Unlike baseball, I’ve yet to read where scouts and personnel evaluators use the numbers. Scouts and coaches will admit nothing tells more about a player than game day film. So many aspects of football can’t be measured and boiled down to a number.
Combine stats are usually overrated but are gobbled up by fans and the media. Teams are more interested in letting doctors, shrinks and other people interview and examine a player at the Combine. A team already has a pretty good idea of a player’s time and strength numbers. At the Combine, they just want to verify what they already know or start looking at the player’s mental make up. They’ve had a whole college career of game film to study.
College pro days are also vastly overrated. Teams show up not to see the star players trying out but to take a look at other players that didn’t get a combine invite. Media and fans fawned over Colt McCoy’s perfect or near perfect completion rate at the Longhorn’s pro day. Coaches and scouts could have cared less. He was throwing in a controlled environment to his own receivers and not chased by a certain Nebraska defensive tackle. The game film of McCoy’s years as the Texas start will weigh more than all the stats of pro days and combines one can imagine.
The same was said of Tim Tebow’s throwing transformation after he changed his mechanics. Other than Josh McDaniels, no one was buying it. I read a quote in Pro Football Weekly from Mike Holmgren in which basically he said it is one thing to change mechanics but he feared Tebow would revert to old habits during game pressure in the NFL. He played one style his career at Florida and he can’t change easily in on off season.

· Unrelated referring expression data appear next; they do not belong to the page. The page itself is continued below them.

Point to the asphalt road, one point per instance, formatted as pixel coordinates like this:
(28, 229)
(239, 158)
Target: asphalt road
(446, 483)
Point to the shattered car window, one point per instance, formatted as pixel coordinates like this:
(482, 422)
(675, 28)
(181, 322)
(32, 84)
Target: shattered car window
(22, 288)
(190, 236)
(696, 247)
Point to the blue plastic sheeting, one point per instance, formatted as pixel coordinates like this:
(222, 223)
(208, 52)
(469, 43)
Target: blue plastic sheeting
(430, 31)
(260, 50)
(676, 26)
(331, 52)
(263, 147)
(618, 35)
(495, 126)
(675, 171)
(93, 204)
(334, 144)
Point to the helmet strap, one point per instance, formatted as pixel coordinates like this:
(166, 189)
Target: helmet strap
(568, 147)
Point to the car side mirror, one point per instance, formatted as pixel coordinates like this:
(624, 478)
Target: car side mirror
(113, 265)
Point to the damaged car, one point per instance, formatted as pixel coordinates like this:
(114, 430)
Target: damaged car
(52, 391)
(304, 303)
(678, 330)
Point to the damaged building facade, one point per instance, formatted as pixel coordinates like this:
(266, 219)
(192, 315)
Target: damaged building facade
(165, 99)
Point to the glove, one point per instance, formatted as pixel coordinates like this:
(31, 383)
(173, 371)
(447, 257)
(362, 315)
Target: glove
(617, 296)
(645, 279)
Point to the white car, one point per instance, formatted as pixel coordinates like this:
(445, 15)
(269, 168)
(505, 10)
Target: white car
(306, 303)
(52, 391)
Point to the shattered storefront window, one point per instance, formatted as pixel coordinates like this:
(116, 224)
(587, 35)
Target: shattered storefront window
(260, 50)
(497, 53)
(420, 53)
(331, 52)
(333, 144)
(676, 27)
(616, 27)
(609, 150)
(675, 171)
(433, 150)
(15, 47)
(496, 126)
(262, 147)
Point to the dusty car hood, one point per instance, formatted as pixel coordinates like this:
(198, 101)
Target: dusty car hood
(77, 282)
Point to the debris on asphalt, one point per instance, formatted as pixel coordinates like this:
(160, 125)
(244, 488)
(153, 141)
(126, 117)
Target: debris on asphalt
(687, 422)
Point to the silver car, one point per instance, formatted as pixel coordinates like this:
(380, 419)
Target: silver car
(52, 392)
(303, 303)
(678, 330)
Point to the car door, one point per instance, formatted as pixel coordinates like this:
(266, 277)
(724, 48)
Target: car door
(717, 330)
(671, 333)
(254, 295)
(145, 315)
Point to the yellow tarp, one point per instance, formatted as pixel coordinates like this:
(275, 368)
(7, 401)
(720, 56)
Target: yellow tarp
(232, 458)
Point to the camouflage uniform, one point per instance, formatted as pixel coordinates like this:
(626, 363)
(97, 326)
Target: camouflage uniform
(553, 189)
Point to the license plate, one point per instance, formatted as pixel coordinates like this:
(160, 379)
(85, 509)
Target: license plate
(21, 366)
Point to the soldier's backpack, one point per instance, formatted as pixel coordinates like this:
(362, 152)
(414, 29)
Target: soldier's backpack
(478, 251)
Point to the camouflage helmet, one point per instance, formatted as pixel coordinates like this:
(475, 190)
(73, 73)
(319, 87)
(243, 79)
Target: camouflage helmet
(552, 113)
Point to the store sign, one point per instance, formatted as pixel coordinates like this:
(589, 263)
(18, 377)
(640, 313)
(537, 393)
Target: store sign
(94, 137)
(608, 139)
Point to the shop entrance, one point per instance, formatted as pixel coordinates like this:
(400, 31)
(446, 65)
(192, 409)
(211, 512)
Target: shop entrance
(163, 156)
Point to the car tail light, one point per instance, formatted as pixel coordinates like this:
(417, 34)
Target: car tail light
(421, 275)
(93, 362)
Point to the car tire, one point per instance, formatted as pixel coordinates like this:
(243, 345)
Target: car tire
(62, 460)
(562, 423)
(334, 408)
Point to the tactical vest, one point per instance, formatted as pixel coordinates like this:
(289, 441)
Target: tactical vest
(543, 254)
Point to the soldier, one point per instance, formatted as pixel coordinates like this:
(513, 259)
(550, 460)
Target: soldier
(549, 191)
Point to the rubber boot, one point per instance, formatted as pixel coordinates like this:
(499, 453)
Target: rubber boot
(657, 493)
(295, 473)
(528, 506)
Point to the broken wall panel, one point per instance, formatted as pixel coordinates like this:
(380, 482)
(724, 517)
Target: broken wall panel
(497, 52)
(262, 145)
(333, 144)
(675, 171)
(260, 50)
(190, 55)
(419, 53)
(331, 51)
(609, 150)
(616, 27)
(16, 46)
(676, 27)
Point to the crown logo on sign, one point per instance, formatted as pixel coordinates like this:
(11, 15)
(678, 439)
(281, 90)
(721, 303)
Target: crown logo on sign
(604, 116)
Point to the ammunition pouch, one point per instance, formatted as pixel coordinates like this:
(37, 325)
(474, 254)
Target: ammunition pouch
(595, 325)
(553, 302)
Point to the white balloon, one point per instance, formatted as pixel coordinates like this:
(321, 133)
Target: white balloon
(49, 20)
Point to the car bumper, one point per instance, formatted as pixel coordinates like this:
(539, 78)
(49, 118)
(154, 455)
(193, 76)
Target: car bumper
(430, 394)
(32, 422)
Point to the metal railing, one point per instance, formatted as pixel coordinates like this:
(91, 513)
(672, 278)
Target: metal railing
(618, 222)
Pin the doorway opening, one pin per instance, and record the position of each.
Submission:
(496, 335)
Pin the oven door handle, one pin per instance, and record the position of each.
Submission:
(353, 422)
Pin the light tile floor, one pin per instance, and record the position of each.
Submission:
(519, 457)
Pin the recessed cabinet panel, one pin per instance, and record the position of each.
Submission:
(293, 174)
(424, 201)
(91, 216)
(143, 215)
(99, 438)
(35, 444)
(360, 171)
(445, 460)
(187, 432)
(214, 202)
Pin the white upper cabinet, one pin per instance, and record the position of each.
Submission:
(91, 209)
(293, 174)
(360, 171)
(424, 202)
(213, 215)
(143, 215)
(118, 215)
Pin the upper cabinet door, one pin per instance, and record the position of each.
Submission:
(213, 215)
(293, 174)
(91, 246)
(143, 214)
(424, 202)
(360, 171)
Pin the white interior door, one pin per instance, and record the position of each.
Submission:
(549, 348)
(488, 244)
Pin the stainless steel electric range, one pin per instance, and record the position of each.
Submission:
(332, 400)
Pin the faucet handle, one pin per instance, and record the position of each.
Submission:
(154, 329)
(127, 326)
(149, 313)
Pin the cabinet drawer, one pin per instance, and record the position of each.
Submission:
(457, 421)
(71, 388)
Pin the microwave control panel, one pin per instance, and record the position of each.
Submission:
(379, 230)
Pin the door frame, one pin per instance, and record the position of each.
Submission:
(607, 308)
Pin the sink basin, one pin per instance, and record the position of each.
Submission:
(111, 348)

Yet McDaniels is banking on it. I’m guessing McDaniels will be unemployed in two seasons.
I just don’t see a switch to a numbers based scouting system in the NFL. There are just to many variables that go into evaluating a player. No one system will be able to capture what coaches are looking for. I’m not saying it can’t be done. Somebody might come up with a few stats that teams can use to filter out players and make the process more efficient. However, I don’t think football scouting will ever be replaced by a numbers game. Sometimes there is just as much art as science to evaluating a player.